I came across a song title today, ‘How Can I Not Sing’, the comparatively recent version by Enya is the one I saw (though didn’t hear) but I recognized it as a Christian hymn – as I’ve said before I once was fairly religious. And I realized the very phrasing of the title, the poetry of the lyric, hit so very well the feeling I associate with passion. And I realized that this was the second religious song I’ve recently stopped to consider the passion I hear. And when I thought, ‘religion and music’, I remembered how my all time favorite Christian song is Amazing Grace, a song I have literally gotten chills from when listening to it sung by someone who really believes what they are singing.
And I thought, perhaps my interior response pathways, perhaps anyone’s interior response pathways, whether religious or otherwise, just do not easily die. And I thought of other musical examples from the letter writing scene in Tchaikovsky’s opera Onegin to John Coltrane’s a love supreme.

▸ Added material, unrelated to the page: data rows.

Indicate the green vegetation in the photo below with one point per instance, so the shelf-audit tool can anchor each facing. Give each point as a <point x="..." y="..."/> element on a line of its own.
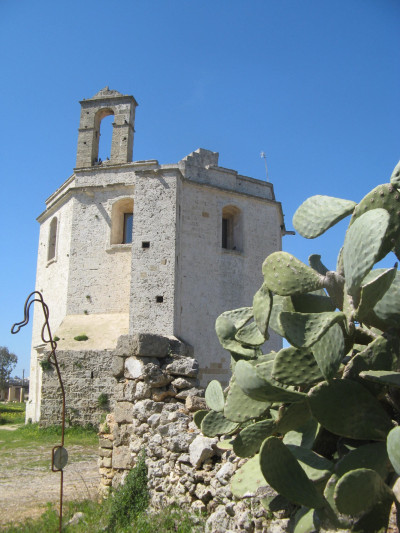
<point x="319" y="419"/>
<point x="32" y="435"/>
<point x="132" y="498"/>
<point x="45" y="364"/>
<point x="96" y="518"/>
<point x="102" y="400"/>
<point x="12" y="413"/>
<point x="8" y="361"/>
<point x="124" y="511"/>
<point x="82" y="337"/>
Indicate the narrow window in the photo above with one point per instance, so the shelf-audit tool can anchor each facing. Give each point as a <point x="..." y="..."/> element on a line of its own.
<point x="225" y="223"/>
<point x="128" y="226"/>
<point x="122" y="221"/>
<point x="51" y="249"/>
<point x="232" y="230"/>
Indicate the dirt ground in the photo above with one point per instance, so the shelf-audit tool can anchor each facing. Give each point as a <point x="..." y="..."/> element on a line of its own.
<point x="27" y="482"/>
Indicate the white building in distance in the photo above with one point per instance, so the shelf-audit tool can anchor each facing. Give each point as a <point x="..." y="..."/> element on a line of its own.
<point x="131" y="247"/>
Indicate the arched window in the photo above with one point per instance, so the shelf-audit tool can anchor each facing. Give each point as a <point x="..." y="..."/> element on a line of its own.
<point x="232" y="231"/>
<point x="122" y="221"/>
<point x="51" y="245"/>
<point x="102" y="149"/>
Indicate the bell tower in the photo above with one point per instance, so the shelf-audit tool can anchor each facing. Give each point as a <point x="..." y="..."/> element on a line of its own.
<point x="106" y="102"/>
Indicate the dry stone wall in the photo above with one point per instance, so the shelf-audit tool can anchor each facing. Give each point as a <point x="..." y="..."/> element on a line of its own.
<point x="156" y="396"/>
<point x="87" y="379"/>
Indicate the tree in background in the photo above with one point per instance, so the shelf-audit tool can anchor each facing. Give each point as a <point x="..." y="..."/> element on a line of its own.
<point x="7" y="364"/>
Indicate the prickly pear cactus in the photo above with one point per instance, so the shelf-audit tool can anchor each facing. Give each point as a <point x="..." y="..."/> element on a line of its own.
<point x="319" y="421"/>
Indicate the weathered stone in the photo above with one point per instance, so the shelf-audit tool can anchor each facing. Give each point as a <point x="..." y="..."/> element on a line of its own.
<point x="183" y="366"/>
<point x="125" y="391"/>
<point x="189" y="392"/>
<point x="122" y="457"/>
<point x="159" y="395"/>
<point x="135" y="367"/>
<point x="105" y="452"/>
<point x="201" y="449"/>
<point x="194" y="403"/>
<point x="123" y="412"/>
<point x="155" y="377"/>
<point x="145" y="408"/>
<point x="143" y="344"/>
<point x="143" y="390"/>
<point x="105" y="443"/>
<point x="117" y="366"/>
<point x="225" y="473"/>
<point x="178" y="347"/>
<point x="154" y="420"/>
<point x="185" y="383"/>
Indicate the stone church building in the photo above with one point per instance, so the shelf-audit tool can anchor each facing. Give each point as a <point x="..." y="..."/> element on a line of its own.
<point x="130" y="247"/>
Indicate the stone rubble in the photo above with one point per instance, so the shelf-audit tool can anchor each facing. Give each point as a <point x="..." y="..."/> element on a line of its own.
<point x="155" y="400"/>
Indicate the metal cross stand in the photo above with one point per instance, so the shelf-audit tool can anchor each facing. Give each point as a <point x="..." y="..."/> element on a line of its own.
<point x="59" y="455"/>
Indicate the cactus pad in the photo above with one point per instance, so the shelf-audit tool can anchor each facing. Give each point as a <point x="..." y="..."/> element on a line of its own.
<point x="296" y="366"/>
<point x="383" y="377"/>
<point x="294" y="416"/>
<point x="312" y="302"/>
<point x="395" y="177"/>
<point x="262" y="306"/>
<point x="226" y="327"/>
<point x="359" y="490"/>
<point x="315" y="466"/>
<point x="329" y="351"/>
<point x="388" y="308"/>
<point x="239" y="407"/>
<point x="319" y="213"/>
<point x="260" y="389"/>
<point x="362" y="246"/>
<point x="346" y="408"/>
<point x="214" y="396"/>
<point x="249" y="440"/>
<point x="282" y="471"/>
<point x="386" y="197"/>
<point x="280" y="303"/>
<point x="373" y="290"/>
<point x="372" y="455"/>
<point x="314" y="260"/>
<point x="198" y="417"/>
<point x="250" y="335"/>
<point x="248" y="478"/>
<point x="214" y="424"/>
<point x="304" y="435"/>
<point x="305" y="329"/>
<point x="285" y="275"/>
<point x="393" y="448"/>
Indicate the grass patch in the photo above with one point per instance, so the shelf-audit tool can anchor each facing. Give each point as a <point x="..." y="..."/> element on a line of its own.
<point x="96" y="518"/>
<point x="33" y="435"/>
<point x="132" y="498"/>
<point x="12" y="413"/>
<point x="82" y="337"/>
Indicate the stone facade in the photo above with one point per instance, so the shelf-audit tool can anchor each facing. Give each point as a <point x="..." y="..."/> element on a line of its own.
<point x="200" y="233"/>
<point x="156" y="395"/>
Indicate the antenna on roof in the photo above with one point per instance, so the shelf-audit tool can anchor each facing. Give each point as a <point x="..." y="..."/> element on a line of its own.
<point x="263" y="156"/>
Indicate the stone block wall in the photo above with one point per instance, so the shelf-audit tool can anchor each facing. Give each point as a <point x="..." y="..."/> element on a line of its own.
<point x="86" y="375"/>
<point x="156" y="396"/>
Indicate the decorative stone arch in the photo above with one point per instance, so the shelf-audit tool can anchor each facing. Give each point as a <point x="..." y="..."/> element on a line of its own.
<point x="99" y="116"/>
<point x="232" y="228"/>
<point x="52" y="241"/>
<point x="122" y="221"/>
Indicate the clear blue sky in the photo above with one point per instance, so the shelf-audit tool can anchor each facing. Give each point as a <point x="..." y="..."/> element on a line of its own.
<point x="313" y="83"/>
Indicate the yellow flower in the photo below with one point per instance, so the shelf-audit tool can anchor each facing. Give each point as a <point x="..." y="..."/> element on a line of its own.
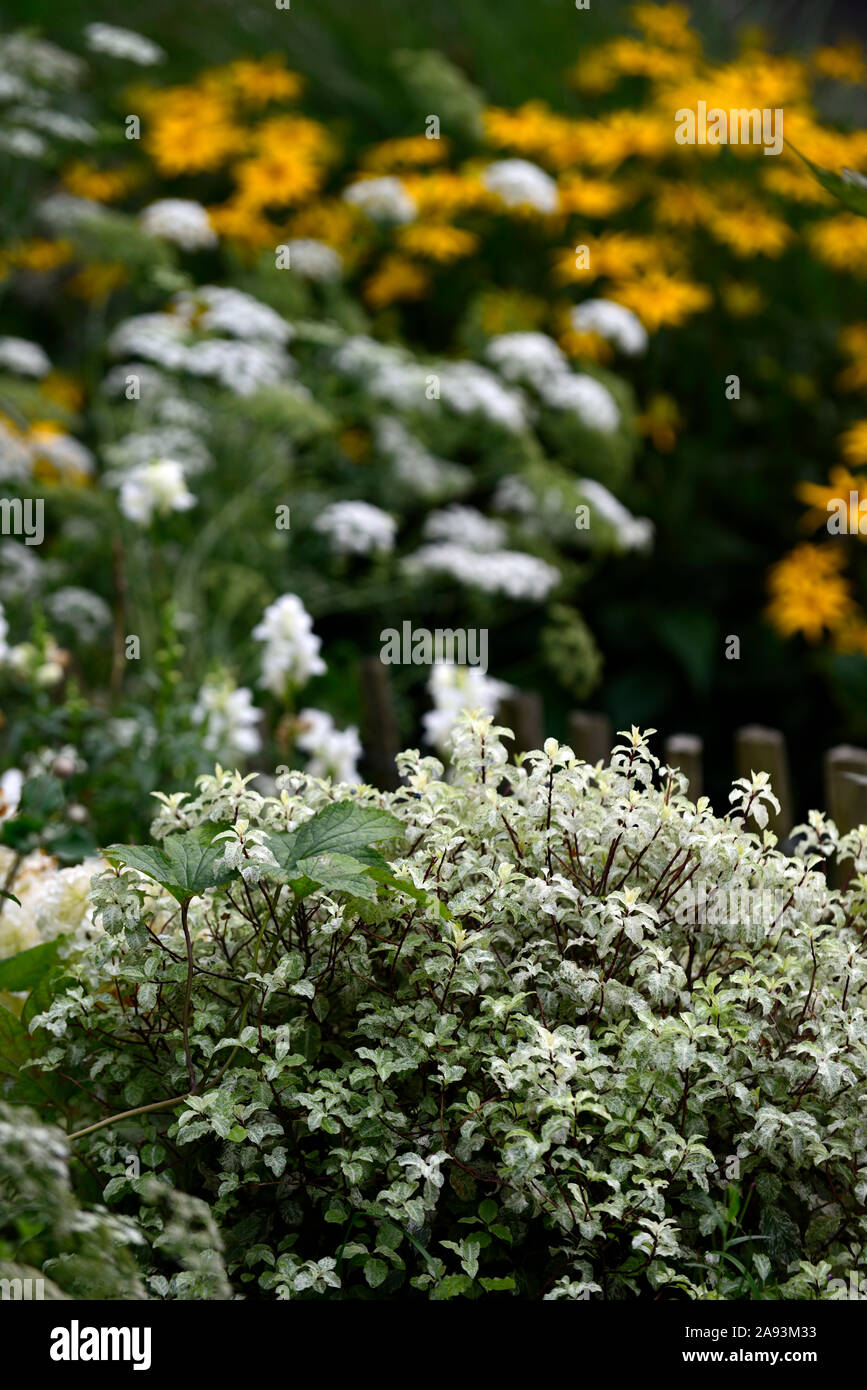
<point x="102" y="185"/>
<point x="853" y="444"/>
<point x="660" y="299"/>
<point x="63" y="389"/>
<point x="436" y="241"/>
<point x="584" y="346"/>
<point x="844" y="485"/>
<point x="684" y="205"/>
<point x="617" y="255"/>
<point x="405" y="153"/>
<point x="38" y="255"/>
<point x="445" y="193"/>
<point x="841" y="242"/>
<point x="844" y="63"/>
<point x="534" y="131"/>
<point x="243" y="224"/>
<point x="356" y="444"/>
<point x="189" y="129"/>
<point x="593" y="74"/>
<point x="741" y="299"/>
<point x="331" y="221"/>
<point x="750" y="231"/>
<point x="809" y="592"/>
<point x="395" y="280"/>
<point x="288" y="166"/>
<point x="634" y="57"/>
<point x="660" y="421"/>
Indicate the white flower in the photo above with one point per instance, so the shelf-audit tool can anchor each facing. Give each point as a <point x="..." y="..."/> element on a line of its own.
<point x="464" y="526"/>
<point x="292" y="648"/>
<point x="471" y="389"/>
<point x="582" y="396"/>
<point x="334" y="752"/>
<point x="59" y="124"/>
<point x="22" y="356"/>
<point x="513" y="573"/>
<point x="179" y="220"/>
<point x="363" y="356"/>
<point x="531" y="357"/>
<point x="518" y="182"/>
<point x="239" y="366"/>
<point x="612" y="321"/>
<point x="632" y="533"/>
<point x="150" y="488"/>
<point x="11" y="781"/>
<point x="22" y="143"/>
<point x="82" y="610"/>
<point x="456" y="688"/>
<point x="229" y="719"/>
<point x="357" y="527"/>
<point x="159" y="338"/>
<point x="314" y="260"/>
<point x="382" y="199"/>
<point x="220" y="309"/>
<point x="40" y="61"/>
<point x="65" y="210"/>
<point x="122" y="43"/>
<point x="168" y="442"/>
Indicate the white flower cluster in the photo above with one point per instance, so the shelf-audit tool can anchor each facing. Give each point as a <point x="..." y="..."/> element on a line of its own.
<point x="632" y="533"/>
<point x="291" y="651"/>
<point x="228" y="717"/>
<point x="85" y="612"/>
<point x="122" y="43"/>
<point x="218" y="309"/>
<point x="53" y="901"/>
<point x="513" y="573"/>
<point x="382" y="199"/>
<point x="156" y="488"/>
<point x="584" y="396"/>
<point x="181" y="221"/>
<point x="18" y="453"/>
<point x="612" y="321"/>
<point x="538" y="360"/>
<point x="464" y="526"/>
<point x="531" y="357"/>
<point x="357" y="527"/>
<point x="24" y="357"/>
<point x="471" y="389"/>
<point x="523" y="184"/>
<point x="456" y="690"/>
<point x="334" y="752"/>
<point x="170" y="341"/>
<point x="167" y="442"/>
<point x="391" y="374"/>
<point x="314" y="260"/>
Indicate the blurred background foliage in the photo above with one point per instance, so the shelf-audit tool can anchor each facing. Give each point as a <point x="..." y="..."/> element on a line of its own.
<point x="723" y="496"/>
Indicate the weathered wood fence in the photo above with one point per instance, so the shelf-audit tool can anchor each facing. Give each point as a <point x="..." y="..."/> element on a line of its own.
<point x="592" y="737"/>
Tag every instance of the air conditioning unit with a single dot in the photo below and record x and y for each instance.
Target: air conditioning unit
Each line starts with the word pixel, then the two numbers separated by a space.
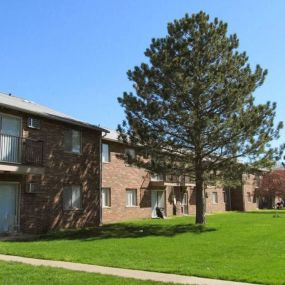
pixel 32 188
pixel 34 123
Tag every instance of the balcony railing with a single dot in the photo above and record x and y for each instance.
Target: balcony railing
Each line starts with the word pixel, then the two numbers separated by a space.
pixel 20 150
pixel 171 179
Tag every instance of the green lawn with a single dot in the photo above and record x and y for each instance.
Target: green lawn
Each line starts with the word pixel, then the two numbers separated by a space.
pixel 235 246
pixel 21 274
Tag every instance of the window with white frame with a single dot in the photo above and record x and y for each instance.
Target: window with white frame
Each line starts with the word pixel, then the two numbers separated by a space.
pixel 131 154
pixel 106 197
pixel 215 197
pixel 105 153
pixel 131 197
pixel 72 141
pixel 156 177
pixel 72 197
pixel 225 196
pixel 248 197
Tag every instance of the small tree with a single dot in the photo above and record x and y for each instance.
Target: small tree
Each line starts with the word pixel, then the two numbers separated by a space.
pixel 193 111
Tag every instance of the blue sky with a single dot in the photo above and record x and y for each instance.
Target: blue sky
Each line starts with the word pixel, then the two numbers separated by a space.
pixel 73 55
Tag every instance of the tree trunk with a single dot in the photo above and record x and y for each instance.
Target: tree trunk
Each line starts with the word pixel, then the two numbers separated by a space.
pixel 200 200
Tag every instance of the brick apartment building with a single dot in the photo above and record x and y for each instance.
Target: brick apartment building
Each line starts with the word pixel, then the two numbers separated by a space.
pixel 50 169
pixel 51 175
pixel 129 192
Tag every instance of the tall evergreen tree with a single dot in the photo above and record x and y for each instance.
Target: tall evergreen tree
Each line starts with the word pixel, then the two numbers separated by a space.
pixel 193 110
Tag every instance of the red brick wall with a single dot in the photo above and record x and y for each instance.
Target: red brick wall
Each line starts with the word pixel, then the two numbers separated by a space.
pixel 118 176
pixel 210 206
pixel 43 211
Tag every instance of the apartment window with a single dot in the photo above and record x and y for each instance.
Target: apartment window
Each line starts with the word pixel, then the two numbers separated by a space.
pixel 72 197
pixel 225 196
pixel 72 141
pixel 131 154
pixel 215 197
pixel 131 197
pixel 248 197
pixel 106 197
pixel 105 153
pixel 156 177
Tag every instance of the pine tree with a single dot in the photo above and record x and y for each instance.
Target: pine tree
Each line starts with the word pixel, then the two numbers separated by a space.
pixel 193 109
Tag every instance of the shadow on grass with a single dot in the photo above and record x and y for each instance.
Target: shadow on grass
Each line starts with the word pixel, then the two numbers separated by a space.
pixel 121 230
pixel 266 212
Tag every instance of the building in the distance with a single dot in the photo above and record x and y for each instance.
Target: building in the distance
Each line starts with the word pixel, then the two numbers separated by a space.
pixel 129 192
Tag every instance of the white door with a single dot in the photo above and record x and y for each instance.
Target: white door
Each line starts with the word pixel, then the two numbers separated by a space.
pixel 8 207
pixel 157 200
pixel 10 128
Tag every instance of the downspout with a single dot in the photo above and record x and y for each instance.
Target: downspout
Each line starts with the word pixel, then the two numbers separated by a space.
pixel 100 182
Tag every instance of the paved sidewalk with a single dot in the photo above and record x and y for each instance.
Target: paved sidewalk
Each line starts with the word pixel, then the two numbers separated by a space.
pixel 127 273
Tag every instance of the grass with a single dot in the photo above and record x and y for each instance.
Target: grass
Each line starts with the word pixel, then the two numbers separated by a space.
pixel 233 246
pixel 21 274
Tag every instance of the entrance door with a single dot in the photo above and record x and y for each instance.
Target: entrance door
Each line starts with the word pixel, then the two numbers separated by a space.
pixel 10 128
pixel 185 209
pixel 8 207
pixel 157 200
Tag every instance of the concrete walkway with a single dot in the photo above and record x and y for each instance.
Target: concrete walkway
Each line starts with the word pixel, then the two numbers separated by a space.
pixel 127 273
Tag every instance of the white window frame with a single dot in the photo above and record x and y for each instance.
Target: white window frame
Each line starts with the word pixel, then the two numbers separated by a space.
pixel 130 153
pixel 108 152
pixel 156 177
pixel 71 189
pixel 130 203
pixel 225 197
pixel 106 203
pixel 215 198
pixel 72 149
pixel 249 199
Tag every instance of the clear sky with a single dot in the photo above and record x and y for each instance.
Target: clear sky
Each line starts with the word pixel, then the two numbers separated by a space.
pixel 73 55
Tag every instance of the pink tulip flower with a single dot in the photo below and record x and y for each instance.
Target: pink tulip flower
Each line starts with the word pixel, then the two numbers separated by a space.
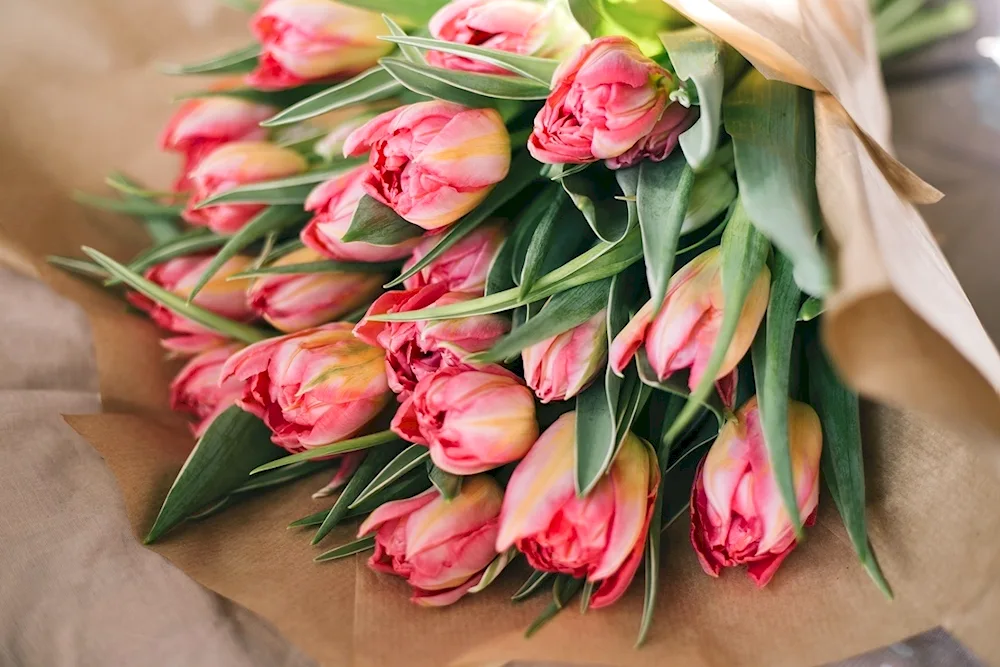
pixel 737 513
pixel 229 166
pixel 197 390
pixel 303 41
pixel 201 125
pixel 440 547
pixel 600 536
pixel 333 204
pixel 604 100
pixel 313 387
pixel 562 366
pixel 659 143
pixel 545 30
pixel 432 162
pixel 414 350
pixel 464 266
pixel 684 332
pixel 471 420
pixel 292 302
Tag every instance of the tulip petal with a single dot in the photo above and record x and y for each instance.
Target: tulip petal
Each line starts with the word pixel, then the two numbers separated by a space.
pixel 478 503
pixel 396 509
pixel 541 484
pixel 630 475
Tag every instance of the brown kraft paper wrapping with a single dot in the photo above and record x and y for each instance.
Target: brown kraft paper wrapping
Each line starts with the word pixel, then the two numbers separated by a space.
pixel 80 97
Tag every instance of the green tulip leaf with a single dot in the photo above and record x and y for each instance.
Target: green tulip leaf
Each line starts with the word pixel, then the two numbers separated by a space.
pixel 176 304
pixel 662 201
pixel 234 443
pixel 772 362
pixel 841 460
pixel 774 145
pixel 271 219
pixel 239 61
pixel 539 69
pixel 372 85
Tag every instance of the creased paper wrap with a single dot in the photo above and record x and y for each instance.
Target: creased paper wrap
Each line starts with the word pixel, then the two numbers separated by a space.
pixel 80 96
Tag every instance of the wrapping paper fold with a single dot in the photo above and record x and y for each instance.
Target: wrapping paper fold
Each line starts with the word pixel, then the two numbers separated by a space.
pixel 80 97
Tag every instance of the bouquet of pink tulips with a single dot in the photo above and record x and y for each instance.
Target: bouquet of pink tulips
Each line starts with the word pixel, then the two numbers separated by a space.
pixel 528 279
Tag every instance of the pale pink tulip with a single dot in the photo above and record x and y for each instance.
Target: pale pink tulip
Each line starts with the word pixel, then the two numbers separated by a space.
pixel 220 295
pixel 432 162
pixel 604 100
pixel 312 40
pixel 471 420
pixel 333 204
pixel 560 367
pixel 545 30
pixel 229 166
pixel 661 141
pixel 414 350
pixel 292 302
pixel 313 387
pixel 197 390
pixel 600 536
pixel 685 330
pixel 202 124
pixel 440 547
pixel 737 513
pixel 464 266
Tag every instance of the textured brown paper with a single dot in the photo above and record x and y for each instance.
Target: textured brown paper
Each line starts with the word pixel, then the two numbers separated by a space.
pixel 80 97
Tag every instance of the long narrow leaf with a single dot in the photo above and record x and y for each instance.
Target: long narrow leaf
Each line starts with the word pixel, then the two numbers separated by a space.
pixel 539 69
pixel 662 201
pixel 407 460
pixel 234 443
pixel 371 85
pixel 744 251
pixel 775 150
pixel 496 86
pixel 271 219
pixel 151 290
pixel 374 461
pixel 772 361
pixel 561 313
pixel 842 463
pixel 238 61
pixel 342 447
pixel 697 55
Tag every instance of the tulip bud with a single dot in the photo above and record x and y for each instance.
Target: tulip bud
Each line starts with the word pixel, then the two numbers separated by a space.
pixel 604 100
pixel 220 295
pixel 560 367
pixel 737 513
pixel 471 420
pixel 311 40
pixel 464 266
pixel 197 389
pixel 516 26
pixel 414 350
pixel 313 387
pixel 432 162
pixel 230 166
pixel 687 326
pixel 661 141
pixel 600 536
pixel 292 302
pixel 333 204
pixel 203 124
pixel 440 547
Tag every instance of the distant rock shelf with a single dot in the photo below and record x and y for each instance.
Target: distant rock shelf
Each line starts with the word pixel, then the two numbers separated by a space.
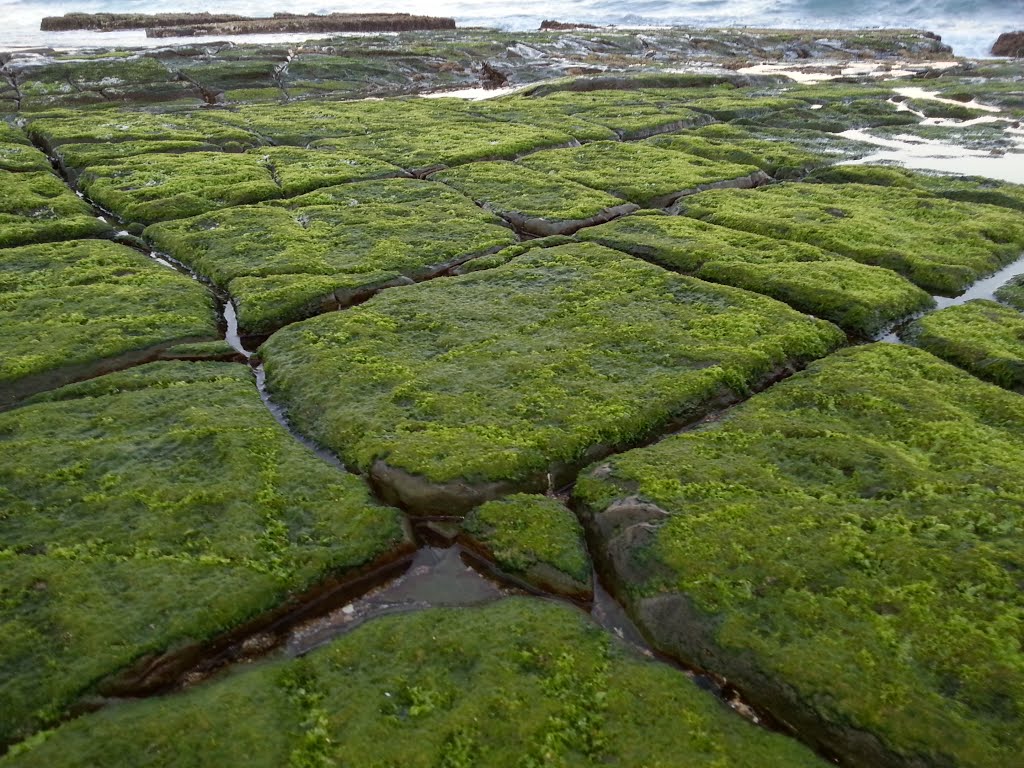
pixel 196 25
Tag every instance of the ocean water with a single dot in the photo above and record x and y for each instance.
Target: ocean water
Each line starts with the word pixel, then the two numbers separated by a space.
pixel 969 26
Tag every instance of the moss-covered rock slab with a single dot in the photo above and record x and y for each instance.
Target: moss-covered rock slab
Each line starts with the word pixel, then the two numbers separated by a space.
pixel 75 309
pixel 290 259
pixel 777 159
pixel 846 549
pixel 159 187
pixel 150 512
pixel 940 245
pixel 153 187
pixel 37 207
pixel 982 337
pixel 535 539
pixel 649 176
pixel 457 391
pixel 964 188
pixel 535 202
pixel 518 682
pixel 859 298
pixel 1012 293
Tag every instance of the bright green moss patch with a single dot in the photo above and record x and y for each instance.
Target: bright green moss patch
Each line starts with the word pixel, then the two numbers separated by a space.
pixel 76 157
pixel 539 203
pixel 774 158
pixel 940 245
pixel 67 308
pixel 153 508
pixel 15 156
pixel 646 175
pixel 114 126
pixel 521 682
pixel 981 337
pixel 160 187
pixel 298 170
pixel 495 379
pixel 535 538
pixel 964 188
pixel 847 549
pixel 155 187
pixel 290 259
pixel 1012 293
pixel 37 207
pixel 859 298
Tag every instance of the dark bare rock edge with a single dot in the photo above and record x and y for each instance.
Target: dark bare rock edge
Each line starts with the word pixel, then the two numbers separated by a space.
pixel 1009 44
pixel 845 550
pixel 552 26
pixel 287 23
pixel 112 22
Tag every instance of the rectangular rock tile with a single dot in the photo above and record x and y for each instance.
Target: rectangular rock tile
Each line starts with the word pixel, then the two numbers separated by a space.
pixel 38 207
pixel 846 550
pixel 455 391
pixel 538 203
pixel 75 309
pixel 859 298
pixel 518 682
pixel 649 176
pixel 940 245
pixel 290 259
pixel 150 512
pixel 982 337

But then I realize there’s ‘Sing oh muse the rage of Achilles‘ and that there must be a real connection between passion and belief, whether religious belief or Achilles’ (shall I say) ‘strong opinion’, there’s something there, a fire worth singing about, something that’s been with humanity for a long time for even Homer knew it.
It may seem odd to throw in ‘fire’, for of course this is what I say I see in my wife, and my wife wants nothing less than to be someone’s religion. But it might also be safe to say that in the way she is so powerfully alive, in the way having life be a certain way for her living of it, that living life is her ‘religion’, what she ‘believes’ in. And so it comes to me that perhaps in a way ‘living life’ is everyone’s religion when focused through their passion.
Yet how odd that such diverse experiences have such similarities compacted within them; and so yes, I wonder if there is some sort of aim, some purpose of passion, that in the interior lives we live, within this biological matrix in which we ceaselessly search for meaning, there is some sort of clear connection between passion and meaning, that delivers that universally felt power of an individual human’s existential significance.